Al igual que muchos, yo también ya perdí la cuenta de cuántos días llevo aislado. Al principio los iba marcando en mi calendario, como una suerte de presidiario que calculaba cuándo podría volver a salir. En esa primera fase -que es marzo de este año, pero se siente como hace 6 años- esperaba aprovechar el tiempo que perdía en el transporte público haciendo cursos virtuales, leyendo los libros acumulados e, incluso, reparando aquello que estaba pendiente en casa.

Luego llegó la fase de la resignación, de resistir como quien aguanta la respiración para no contagiarse. Pero la bocanada de aire se agotó pronto, y todo cambió para mí. Ya pasé por la fase de reinvención, de evolución, de desasosiego, de ver el programa de Duque, de dejarlo de ver, de resistir e insistir. Eso es lo que hace la condición de estar en casa: llevarnos casi que obligadamente a mirar hacia adentro para darnos cuenta de cuán cambiantes podemos llegar a ser, y que está bien que así sea.

Cambiantes y desmemoriados, al punto de que olvidamos lo que hemos hecho recientemente. Como el encierro es tan normalizante, muchos de nosotros vemos los días iguales, calcados y clonados. Antes al menos los diferenciábamos entre los de trabajo y los de fin de semana, pero con la ola avasallante de cosas que hay por hacer, queda claro que nuestra definición de productividad sigue siendo marcada por el pasado.

Tal vez por eso fue que hoy, me sorprendió tanto un recuerdo de Facebook de hace un año.

«De Beatriz Pinzón aprendi, que cuando te quedes sin contrato, lo mejor es que en el acto, debas terminar aquí»

Hoy hace un año estaba en Cartagena. Fue mi temporada Beatriz Pinzón Solano, donde me había quedado sin trabajo, me sentía estancado en la vida y en medio de esa deambuladera mental acepté la invitación -que en realidad fue una tabla de salvación- de los amigos de JUCUM para compartir un taller de escritura creativa, lejos de mi cotidianidad y en lo posible, lejos de mí mismo.

Lo curioso es que estando allá, compartiendo con una maravillosa comunidad de artistas y misioneros, me enfoqué tanto en otros que mis propias cuitas se fueron resolviendo solas. Al igual que Betty, tuve un momento frente al mar, donde perdoné a todos los Dones Armandos que me habían valpuleado y excluído. Incluso me perdoné a mí mismo, cosa que de vez en cuando hace falta. Al final de esa misma semana, estando frente al mar, recibí las mejores propuestas de trabajo que he tenido hasta ahora y que han definido mi vida laboral e incluso personal en la actualidad.
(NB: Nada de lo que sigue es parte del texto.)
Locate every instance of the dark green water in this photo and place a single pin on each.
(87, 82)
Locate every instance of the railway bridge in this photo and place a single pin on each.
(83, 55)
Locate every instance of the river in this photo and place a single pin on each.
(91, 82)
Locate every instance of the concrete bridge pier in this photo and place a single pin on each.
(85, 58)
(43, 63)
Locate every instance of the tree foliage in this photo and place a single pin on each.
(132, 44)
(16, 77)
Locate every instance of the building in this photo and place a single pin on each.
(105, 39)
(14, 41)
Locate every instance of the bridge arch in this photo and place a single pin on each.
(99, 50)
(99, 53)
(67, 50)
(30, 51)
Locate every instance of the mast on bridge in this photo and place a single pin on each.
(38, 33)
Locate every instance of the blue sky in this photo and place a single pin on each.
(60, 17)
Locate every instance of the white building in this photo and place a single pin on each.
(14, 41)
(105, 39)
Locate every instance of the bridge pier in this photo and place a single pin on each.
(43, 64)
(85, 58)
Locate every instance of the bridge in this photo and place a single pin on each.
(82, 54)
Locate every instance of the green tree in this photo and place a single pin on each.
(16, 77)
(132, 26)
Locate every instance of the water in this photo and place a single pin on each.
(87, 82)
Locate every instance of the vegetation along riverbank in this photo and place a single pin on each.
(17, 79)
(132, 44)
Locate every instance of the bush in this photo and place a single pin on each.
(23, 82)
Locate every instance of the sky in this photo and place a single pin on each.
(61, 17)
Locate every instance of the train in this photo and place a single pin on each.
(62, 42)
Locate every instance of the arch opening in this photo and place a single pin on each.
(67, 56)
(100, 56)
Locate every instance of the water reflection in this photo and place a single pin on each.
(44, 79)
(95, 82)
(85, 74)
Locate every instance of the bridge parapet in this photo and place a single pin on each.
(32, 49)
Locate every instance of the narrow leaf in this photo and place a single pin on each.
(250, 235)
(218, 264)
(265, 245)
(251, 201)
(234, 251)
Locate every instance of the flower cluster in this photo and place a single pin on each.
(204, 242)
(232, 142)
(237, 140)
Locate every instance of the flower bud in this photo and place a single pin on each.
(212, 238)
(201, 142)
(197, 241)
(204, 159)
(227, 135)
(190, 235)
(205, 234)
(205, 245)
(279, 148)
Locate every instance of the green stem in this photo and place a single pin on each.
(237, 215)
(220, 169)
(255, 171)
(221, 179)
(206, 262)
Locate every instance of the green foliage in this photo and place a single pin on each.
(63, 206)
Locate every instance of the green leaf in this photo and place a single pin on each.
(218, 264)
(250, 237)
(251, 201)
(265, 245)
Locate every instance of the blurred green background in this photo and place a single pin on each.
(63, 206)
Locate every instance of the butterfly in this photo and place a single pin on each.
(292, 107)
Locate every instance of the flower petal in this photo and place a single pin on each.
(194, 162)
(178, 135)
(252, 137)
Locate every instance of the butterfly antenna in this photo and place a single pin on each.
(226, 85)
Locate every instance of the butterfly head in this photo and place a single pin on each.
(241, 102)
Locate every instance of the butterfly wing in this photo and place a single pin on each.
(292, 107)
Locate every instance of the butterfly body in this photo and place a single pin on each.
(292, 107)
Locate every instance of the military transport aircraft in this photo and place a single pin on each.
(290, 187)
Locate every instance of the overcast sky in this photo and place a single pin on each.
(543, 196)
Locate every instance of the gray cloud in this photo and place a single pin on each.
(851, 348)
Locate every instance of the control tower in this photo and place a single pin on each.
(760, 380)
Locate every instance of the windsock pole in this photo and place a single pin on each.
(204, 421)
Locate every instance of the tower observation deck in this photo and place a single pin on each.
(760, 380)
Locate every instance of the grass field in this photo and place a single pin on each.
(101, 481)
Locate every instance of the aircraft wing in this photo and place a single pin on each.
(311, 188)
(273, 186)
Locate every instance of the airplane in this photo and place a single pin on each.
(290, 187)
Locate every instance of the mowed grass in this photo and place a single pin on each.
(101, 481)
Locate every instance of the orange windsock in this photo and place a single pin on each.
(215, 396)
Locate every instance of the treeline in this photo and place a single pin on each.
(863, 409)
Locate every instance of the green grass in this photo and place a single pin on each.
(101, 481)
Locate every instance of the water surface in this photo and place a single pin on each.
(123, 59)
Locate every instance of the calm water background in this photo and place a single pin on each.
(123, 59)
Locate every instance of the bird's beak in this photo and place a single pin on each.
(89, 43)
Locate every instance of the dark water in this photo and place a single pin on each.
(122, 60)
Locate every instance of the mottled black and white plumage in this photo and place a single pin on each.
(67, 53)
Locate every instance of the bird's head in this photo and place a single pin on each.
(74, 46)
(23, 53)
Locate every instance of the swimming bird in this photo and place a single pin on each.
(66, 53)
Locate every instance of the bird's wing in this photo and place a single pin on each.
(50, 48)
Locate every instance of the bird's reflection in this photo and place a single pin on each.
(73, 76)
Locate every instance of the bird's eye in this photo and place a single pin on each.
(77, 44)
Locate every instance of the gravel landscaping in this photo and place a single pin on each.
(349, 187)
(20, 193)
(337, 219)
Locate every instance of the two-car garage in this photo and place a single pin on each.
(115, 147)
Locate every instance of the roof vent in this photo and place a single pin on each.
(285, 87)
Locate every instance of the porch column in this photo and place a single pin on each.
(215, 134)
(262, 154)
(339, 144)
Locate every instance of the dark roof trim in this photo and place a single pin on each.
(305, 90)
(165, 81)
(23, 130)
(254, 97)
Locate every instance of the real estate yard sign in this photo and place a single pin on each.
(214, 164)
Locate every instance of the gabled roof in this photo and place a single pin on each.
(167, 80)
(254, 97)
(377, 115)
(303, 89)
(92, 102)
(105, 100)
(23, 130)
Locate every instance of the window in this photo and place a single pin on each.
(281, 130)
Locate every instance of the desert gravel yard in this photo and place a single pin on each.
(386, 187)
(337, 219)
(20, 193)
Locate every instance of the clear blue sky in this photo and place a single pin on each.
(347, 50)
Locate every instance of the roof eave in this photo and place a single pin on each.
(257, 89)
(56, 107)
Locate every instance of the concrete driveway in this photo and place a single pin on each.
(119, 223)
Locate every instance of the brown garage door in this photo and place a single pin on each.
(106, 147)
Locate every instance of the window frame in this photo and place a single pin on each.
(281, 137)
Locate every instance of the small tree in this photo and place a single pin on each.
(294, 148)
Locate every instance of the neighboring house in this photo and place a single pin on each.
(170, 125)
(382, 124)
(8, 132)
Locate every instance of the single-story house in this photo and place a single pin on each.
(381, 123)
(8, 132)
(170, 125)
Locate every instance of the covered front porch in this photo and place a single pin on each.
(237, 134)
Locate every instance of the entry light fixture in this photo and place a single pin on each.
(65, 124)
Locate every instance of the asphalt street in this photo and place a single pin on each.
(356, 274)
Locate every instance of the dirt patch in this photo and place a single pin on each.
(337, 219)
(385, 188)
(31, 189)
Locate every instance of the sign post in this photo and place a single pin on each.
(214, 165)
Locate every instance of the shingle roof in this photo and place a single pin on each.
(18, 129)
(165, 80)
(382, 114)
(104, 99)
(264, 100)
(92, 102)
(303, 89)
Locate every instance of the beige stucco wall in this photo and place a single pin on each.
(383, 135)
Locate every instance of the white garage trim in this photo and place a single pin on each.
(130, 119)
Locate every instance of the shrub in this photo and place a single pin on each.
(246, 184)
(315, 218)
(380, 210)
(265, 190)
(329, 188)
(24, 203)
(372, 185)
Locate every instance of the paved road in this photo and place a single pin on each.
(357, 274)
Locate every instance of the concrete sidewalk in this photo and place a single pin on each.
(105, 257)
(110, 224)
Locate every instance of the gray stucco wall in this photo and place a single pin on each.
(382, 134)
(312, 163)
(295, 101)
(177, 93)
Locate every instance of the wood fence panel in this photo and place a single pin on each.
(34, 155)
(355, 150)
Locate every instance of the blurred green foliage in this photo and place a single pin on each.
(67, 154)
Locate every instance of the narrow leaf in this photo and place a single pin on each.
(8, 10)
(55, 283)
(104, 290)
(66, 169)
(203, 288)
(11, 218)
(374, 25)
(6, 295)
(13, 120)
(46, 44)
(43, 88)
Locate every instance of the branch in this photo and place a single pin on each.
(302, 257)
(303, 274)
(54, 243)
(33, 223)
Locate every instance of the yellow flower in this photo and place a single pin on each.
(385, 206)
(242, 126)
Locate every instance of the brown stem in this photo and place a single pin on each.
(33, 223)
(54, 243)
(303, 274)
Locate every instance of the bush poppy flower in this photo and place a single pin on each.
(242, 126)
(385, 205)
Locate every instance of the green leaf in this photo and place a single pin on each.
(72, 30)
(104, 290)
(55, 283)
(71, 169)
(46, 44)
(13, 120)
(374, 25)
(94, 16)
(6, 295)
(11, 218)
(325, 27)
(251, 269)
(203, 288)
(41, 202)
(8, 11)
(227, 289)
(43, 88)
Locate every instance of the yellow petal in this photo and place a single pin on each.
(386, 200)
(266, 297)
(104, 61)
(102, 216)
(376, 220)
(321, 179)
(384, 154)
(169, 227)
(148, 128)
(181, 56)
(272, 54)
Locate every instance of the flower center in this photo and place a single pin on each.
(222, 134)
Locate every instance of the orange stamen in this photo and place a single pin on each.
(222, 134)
Todo esto me demostró que, en la vida, a veces conviene más soltar que retener. Que entre más nos aferramos a tener el control, menos logramos disfrutar. La gran pregunta es: ¿dónde estaremos de hoy en un año? Creo que en el camino de dejarnos llevar por el fluir divino, estaremos mejor. Quisiera hablarle a mi yo del año entrante para hacerle ver lo mismo, que al final, todo esto pasará y estaremos bien siempre y cuando nos aferremos a una nueva esperanza. Espero que así como sucedió conmigo hace un año, en 2021 la vida nos tenga en otro punto de avance.